The Pan Caribbean Partnership against HIV and AIDS (PANCAP) initiated a Justice for All program in September 2013, that was designed to achieve broad based goals for ending AIDS in the region.

The goals included enhancing family life and focusing on those in need; increasing access to treatments and affordable medicines; reducing gender inequality and violence against women and girls; promoting sexual and reproductive health and rights and age appropriate education; and achieving legislative reforms for modifying and repealing AIDS-related discriminatory laws.

At the end of the first round of national engagements, a regional consultation held in Jamaica in April 2014 produced a PANCAP declaration, which CARICOM Heads of Government at a July 2014 conference deferred due to objections to some of its elements by a group of faith-based organizations.

Consequently, the19th Special Council for Human and Social Development (COHSOD) agreed that the declaration should be revised based on a new round of consultations that should identify the recommendations that can be implemented immediately and by the end of 2015; and also in the medium (2015-2018) and long (after 2018) terms.

The UN Special Envoy for HIV in the Caribbean has been requested to lead a series of engagements that would seek to adopt a phased implementation of the actionable recommendations of the PANCAP Declaration taking into consideration the new 90-90-90 targets. The aim is to get 90 percent of people with HIV tested; 90 percent of those tested on treatment and 90 percent of those on treatment with viral loads low enough to prevent transmission, by the year 2030.

The discussions will also have to take into consideration the targets established in the 2030 sustainable development goals approved by 192 nations at the UN in September 2015 with special reference to Goal 3: ensure healthy lives and promote well-being for all ages.
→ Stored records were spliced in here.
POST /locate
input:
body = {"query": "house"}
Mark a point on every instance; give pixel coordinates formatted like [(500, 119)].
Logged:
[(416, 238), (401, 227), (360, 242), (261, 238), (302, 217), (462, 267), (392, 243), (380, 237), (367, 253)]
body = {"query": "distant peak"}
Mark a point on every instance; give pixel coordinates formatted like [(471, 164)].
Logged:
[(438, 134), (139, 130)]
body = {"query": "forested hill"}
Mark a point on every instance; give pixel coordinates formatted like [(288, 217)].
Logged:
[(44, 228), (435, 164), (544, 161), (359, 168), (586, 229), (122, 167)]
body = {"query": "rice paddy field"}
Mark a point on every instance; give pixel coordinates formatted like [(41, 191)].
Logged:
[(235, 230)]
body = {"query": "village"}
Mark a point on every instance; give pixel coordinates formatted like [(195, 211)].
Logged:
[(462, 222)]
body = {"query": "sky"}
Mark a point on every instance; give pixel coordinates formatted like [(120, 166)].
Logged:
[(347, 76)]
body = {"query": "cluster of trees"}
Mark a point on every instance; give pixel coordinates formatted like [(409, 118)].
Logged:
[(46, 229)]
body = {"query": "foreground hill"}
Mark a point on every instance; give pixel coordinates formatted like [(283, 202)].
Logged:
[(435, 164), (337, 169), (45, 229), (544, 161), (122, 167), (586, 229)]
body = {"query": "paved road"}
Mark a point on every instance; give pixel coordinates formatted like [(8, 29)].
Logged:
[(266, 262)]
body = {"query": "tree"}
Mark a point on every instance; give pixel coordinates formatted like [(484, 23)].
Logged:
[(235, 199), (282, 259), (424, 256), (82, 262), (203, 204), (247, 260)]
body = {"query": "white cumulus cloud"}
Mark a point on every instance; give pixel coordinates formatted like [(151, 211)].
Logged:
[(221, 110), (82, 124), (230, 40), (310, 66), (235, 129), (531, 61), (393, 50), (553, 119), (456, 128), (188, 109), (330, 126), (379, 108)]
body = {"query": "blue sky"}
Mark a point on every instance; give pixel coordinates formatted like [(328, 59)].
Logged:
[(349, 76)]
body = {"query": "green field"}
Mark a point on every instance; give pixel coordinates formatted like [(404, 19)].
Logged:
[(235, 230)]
This universal health goal with complementary components includes ending the epidemics of AIDS, TB, Malaria, other neglected tropical diseases and preventable deaths of newborns and children under 5 years of age by 2030; reducing maternal mortality and mortality from non-communicable diseases (NCDs).

In this regard the emphasis will have to be placed on universal health coverage, health systems strengthening, building capability and increasing financial sustainability. Achieving these objectives means placing emphasis on shared responsibility among government, private sector and civil society.

Under these circumstances, the Justice for All program, while retaining its original elements, will focus on: What will it take to end AIDS by 2030? What role can stakeholders – parliamentarians, faith leaders, civil society, private sector, youth and media – play to achieve the goal of ending the AIDS epidemic? What would a road map look like with immediate, medium and long term actions to end AIDS?